Thomson BankWatch assesses the likelihood of an untimely
repayment of principal or interest over the term to maturity of
long-term debt and preferred stock which are issued by United States
commercial banks, thrifts and non-bank banks; non-United States
banks; and broker-dealers. The following summarizes the two highest
rating categories used by Thomson BankWatch for long-term debt
ratings:
"AAA" - This designation represents the highest category
assigned by Thomson BankWatch to long-term debt and indicates that
the ability to repay principal and interest on a timely basis is very
high.
"AA" - This designation indicates a superior ability to repay
principal and interest on a timely basis with limited incremental
risk versus issues rated in the highest category.
PLUS (+) or MINUS (-) - The ratings may include a plus or minus
sign designation which indicates where within the respective category
the issue is placed.
IBCA assesses the investment quality of unsecured debt with an
original maturity of more than one year which is issued by bank
holding companies and their principal bank subsidiaries. The
following summarizes the two highest rating categories used by IBCA
for long-term debt ratings:
"AAA" - Obligations for which there is the lowest expectation of
investment risk. Capacity for timely repayment of principal and
interest is substantial such that adverse changes in business,
economic or financial conditions are unlikely to increase investment
risk significantly.
"AA" - Obligations for which there is a very low expectation of
investment risk. Capacity for timely repayment of principal and
interest is substantial. Adverse changes in business, economic or
financial conditions may increase investment risk albeit not very
significantly.
IBCA may append a rating of plus (+) or minus (-) to a rating to
denote relative status within these rating categories.
Municipal Note Ratings
A Standard & Poor's rating reflects the liquidity concerns and
market access risks unique to notes due in three years or less. The
following summarizes the two highest rating categories used by
Standard & Poor's Corporation for municipal notes:
"SP-1" - The issuers of these municipal notes exhibit very
strong or strong capacity to pay principal and interest. Those issues
determined to possess overwhelming safety characteristics are given a
plus (+) designation.
"SP-2" - The issuers of these municipal notes exhibit
satisfactory capacity to pay principal and interest.
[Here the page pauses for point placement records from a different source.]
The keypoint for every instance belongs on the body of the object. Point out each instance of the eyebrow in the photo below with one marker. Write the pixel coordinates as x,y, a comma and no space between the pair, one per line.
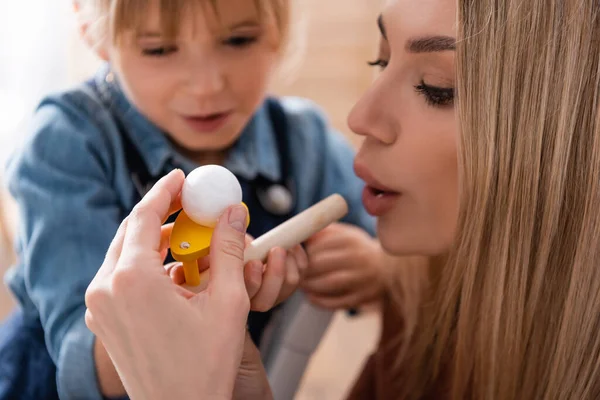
149,35
249,23
431,44
427,44
381,26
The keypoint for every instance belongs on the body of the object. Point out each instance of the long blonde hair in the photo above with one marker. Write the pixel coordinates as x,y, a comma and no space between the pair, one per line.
515,312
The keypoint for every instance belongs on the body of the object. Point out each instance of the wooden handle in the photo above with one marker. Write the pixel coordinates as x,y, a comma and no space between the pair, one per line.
289,234
299,228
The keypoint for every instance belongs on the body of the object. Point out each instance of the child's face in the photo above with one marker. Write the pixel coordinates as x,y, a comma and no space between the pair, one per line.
203,87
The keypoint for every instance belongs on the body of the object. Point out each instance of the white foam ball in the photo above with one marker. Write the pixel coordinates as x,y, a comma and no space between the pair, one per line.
207,192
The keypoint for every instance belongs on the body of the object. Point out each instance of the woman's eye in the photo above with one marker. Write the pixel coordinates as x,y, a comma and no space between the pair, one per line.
160,51
381,63
436,96
240,41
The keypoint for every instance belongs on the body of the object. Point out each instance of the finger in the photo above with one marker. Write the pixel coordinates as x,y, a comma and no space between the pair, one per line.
273,279
175,207
301,258
143,228
170,266
165,236
292,278
227,251
176,272
116,245
333,284
322,235
113,253
253,277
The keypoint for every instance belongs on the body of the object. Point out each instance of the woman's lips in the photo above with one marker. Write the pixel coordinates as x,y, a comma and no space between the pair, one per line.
378,202
377,198
209,123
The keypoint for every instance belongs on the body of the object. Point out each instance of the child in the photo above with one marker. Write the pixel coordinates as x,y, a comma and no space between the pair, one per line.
184,85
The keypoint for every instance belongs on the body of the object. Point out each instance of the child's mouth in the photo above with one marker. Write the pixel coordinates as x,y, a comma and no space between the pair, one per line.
207,123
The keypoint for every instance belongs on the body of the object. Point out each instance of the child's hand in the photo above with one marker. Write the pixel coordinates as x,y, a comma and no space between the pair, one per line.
267,284
345,268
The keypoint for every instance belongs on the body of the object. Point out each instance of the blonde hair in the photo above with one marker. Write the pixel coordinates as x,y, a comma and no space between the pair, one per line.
515,311
111,18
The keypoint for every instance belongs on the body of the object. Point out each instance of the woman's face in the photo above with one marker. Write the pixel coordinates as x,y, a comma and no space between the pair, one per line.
409,157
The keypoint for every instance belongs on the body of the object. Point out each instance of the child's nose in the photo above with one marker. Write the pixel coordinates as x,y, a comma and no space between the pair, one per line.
206,78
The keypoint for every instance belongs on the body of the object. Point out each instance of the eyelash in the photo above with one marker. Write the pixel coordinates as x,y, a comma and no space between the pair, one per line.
434,96
238,42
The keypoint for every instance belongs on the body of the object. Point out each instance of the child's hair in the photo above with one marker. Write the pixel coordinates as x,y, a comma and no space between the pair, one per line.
109,19
515,312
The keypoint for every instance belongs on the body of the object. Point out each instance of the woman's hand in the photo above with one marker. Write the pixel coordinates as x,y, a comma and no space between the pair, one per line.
267,284
165,341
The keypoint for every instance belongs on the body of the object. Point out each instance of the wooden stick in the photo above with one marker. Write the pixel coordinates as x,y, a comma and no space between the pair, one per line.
289,234
299,228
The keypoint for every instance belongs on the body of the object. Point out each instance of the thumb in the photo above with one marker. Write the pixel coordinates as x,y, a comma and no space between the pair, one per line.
227,251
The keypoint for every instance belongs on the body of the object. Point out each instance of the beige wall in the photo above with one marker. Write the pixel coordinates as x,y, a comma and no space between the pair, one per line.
341,36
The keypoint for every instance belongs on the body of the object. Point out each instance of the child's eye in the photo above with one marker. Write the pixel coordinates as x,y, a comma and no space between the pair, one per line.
240,41
160,51
381,63
436,96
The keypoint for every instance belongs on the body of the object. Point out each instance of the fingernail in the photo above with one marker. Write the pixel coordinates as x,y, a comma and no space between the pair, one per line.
237,218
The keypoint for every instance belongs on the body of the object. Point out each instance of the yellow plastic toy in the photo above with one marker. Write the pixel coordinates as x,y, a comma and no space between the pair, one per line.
189,243
207,192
Moody's ratings for state and municipal notes and other
short-term loans are designated Moody's Investment Grade ("MIG") and
variable rate demand obligations are designated Variable Moody's
Investment Grade ("VMIG"). Such ratings recognize the differences
between short-term credit risk and long-term risk. The following
summarizes the two highest ratings used by Moody's Investors Service,
Inc. for short-term notes:
"MIG-1"/"VMIG-1" - Loans bearing this designation are of the
best quality, enjoying strong protection by established cash flows,
superior liquidity support or demonstrated broad-based access to the
market for refinancing.
"MIG-2"/"VMIG-2" - Loans bearing this designation are of high
quality, with margins of protection ample although not so large as in
the preceding group.
Duff & Phelps and Fitch use the short-term ratings described
under Commercial Paper Ratings for municipal notes.